Figure 13: Color Doppler imaging is, however, very useful in evaluating the brachiocephalic junction (arrow), confirming the absence of localized thrombus. Care must be given to afjust the gain of the Doppler settings since the color Doppler signals can paint over relatively echolucent (hypoechoic) thrombus.
Doppler ultrasound can document the presence of a total occlusion but lacks diagnostic accuracy for detecting partly obstructing thrombus. Flow augmentation is often difficult to elicit in the upper extremity veins. Adjunctive images showing intact blood flow signals through the arm veins are, as is the case for the leg, reassuring evidence of the absence of thrombi (figure 14).
Figure 14: Color Doppler imaging can also be used to confirm patency of the vein segments that can also be compressed. Such images are reassuring of the absence of any thrombus. The brachial artery sits in between both brachial veins, as shown on this image.
Echogenic signals in the vein of a patient who has recently had a catheter removed may represent a fibrin sheath (figure 15). This is a sheath that forms around the catheter as it sits in the vein. The fibrin sheath and normally fragments as the catheter is removed.
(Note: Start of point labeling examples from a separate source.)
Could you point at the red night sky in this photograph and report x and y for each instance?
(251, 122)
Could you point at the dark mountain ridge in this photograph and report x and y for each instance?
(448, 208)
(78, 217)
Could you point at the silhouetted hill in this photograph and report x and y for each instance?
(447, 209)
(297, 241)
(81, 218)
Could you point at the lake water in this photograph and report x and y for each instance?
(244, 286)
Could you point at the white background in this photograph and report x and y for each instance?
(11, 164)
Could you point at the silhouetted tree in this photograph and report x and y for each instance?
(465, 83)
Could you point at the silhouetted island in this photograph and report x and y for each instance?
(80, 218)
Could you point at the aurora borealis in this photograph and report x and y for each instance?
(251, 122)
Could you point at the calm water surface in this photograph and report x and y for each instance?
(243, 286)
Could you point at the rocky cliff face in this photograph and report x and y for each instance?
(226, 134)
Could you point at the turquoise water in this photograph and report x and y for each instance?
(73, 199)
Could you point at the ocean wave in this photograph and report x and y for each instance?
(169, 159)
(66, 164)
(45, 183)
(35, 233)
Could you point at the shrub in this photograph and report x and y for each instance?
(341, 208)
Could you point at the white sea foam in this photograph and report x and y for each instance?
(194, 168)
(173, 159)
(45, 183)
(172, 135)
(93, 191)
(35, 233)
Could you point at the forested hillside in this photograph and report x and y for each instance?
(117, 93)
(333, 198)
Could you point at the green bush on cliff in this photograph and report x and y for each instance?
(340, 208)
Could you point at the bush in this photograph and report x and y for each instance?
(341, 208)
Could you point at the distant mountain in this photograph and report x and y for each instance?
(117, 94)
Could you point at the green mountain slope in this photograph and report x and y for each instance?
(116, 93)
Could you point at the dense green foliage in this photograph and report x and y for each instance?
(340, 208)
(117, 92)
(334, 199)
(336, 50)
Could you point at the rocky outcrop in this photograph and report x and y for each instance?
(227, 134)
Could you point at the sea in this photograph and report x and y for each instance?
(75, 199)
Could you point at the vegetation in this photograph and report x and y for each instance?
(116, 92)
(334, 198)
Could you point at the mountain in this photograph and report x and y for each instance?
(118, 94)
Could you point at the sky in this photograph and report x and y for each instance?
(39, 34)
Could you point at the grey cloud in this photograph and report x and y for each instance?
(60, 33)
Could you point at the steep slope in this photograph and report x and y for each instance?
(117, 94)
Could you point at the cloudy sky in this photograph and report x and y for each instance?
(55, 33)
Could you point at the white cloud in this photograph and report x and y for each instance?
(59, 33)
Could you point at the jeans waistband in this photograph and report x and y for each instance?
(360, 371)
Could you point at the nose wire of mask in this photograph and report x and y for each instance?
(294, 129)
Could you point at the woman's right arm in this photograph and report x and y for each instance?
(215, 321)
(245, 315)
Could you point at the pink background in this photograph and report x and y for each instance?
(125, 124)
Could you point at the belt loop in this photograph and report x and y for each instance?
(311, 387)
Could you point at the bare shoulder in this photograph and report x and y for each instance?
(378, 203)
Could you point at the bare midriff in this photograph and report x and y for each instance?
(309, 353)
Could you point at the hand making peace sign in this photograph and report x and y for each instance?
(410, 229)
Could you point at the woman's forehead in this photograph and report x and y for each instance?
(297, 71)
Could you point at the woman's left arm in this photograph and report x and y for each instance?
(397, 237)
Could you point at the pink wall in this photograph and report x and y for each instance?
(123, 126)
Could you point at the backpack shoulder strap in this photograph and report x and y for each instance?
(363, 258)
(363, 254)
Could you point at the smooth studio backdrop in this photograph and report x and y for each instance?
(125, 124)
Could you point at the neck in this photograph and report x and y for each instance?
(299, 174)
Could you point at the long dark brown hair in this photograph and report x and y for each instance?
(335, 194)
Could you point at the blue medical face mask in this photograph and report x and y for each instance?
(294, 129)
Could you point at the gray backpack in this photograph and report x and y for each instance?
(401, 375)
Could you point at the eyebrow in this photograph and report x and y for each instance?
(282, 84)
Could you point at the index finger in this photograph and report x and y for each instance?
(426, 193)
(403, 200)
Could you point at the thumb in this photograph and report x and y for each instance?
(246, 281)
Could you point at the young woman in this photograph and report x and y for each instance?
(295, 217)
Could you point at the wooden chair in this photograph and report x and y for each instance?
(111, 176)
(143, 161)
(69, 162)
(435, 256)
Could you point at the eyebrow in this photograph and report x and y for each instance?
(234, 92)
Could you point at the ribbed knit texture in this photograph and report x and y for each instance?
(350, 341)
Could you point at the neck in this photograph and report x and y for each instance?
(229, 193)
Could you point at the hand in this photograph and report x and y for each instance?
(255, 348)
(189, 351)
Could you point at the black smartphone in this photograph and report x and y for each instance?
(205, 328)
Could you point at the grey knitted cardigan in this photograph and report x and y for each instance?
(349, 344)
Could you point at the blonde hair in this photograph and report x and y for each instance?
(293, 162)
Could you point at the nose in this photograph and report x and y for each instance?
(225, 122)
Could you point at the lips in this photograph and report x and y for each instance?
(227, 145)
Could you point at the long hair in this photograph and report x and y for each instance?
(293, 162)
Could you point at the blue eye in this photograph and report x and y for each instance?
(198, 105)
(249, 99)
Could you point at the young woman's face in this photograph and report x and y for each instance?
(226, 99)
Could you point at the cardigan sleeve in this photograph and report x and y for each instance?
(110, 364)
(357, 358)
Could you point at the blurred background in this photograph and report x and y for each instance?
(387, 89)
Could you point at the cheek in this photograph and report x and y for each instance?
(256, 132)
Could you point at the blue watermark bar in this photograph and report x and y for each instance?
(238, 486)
It is not considered to be a serious risk to the patient's well being. It is considered a self limited process and rarely associated with clinically detectable pulmonary embolism.
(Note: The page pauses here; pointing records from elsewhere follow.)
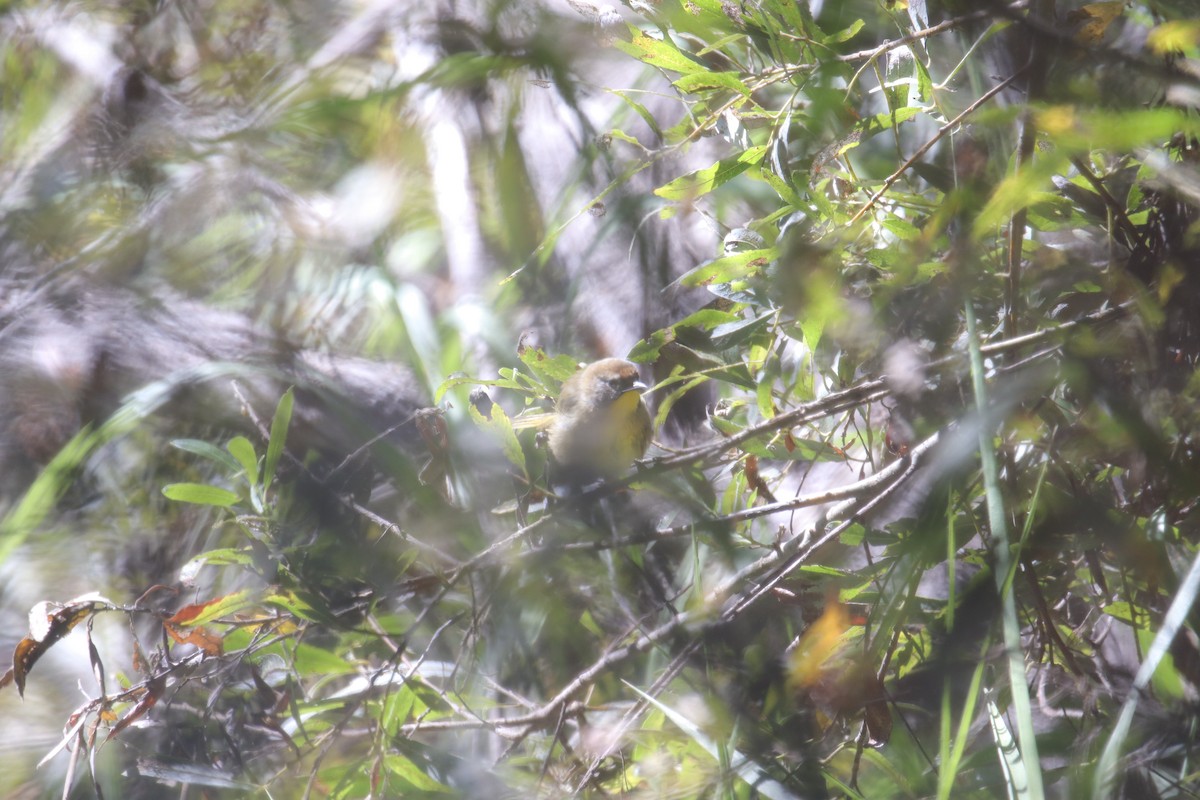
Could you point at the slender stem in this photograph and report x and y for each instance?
(1000, 537)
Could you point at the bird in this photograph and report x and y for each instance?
(600, 423)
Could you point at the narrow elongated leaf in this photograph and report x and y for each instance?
(702, 181)
(658, 53)
(280, 423)
(199, 494)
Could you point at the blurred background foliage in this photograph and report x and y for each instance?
(917, 289)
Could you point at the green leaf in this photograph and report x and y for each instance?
(199, 494)
(207, 450)
(312, 661)
(729, 268)
(409, 773)
(549, 370)
(658, 53)
(702, 181)
(240, 449)
(502, 427)
(700, 82)
(845, 35)
(280, 423)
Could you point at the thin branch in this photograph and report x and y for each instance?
(921, 151)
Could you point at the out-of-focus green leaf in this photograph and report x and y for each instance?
(199, 494)
(699, 82)
(729, 268)
(207, 450)
(280, 423)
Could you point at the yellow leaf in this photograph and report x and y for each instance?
(816, 645)
(1175, 36)
(1096, 18)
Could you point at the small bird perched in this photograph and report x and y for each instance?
(601, 423)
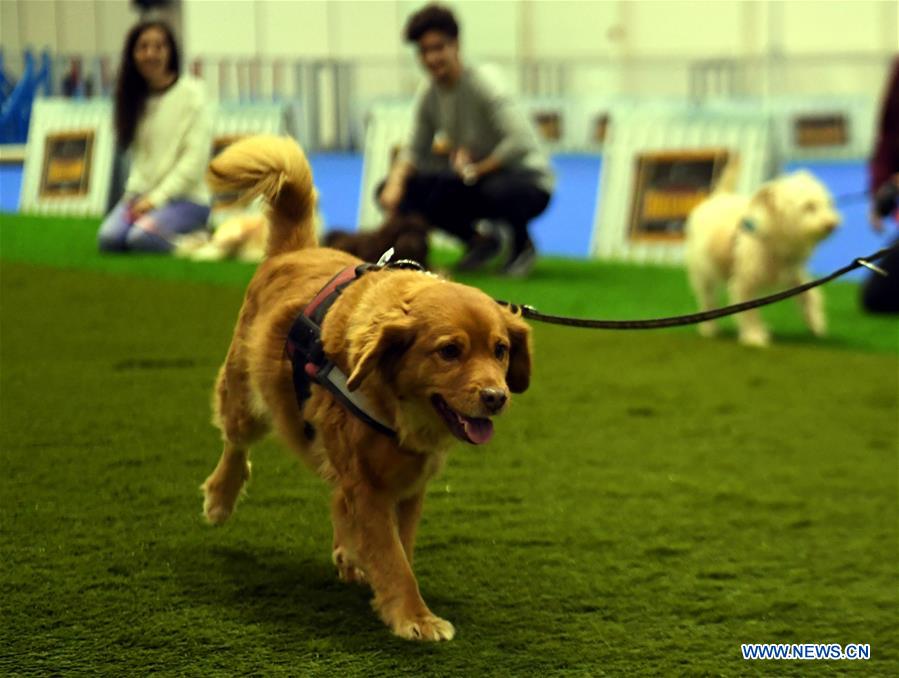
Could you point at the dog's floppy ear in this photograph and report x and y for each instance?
(518, 376)
(764, 210)
(377, 344)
Figure 15: This patient recently had a catheter removed. A fibrin sheath remains in the vein lumen. Fibrin sheaths can be of various lengths. They are not believed to represent any risk to the patient.
Upper extremity ultrasound can be used to make the diagnosis of deep and superficial vein thrombosis. It offers a practical means of evaluating patency for planned catheter insertions. It can be used to diagnose possible catheter related complications. As with any Doppler imaging technique, an understanding of the basic physiology is very useful in insuring the performance of a high quality examination.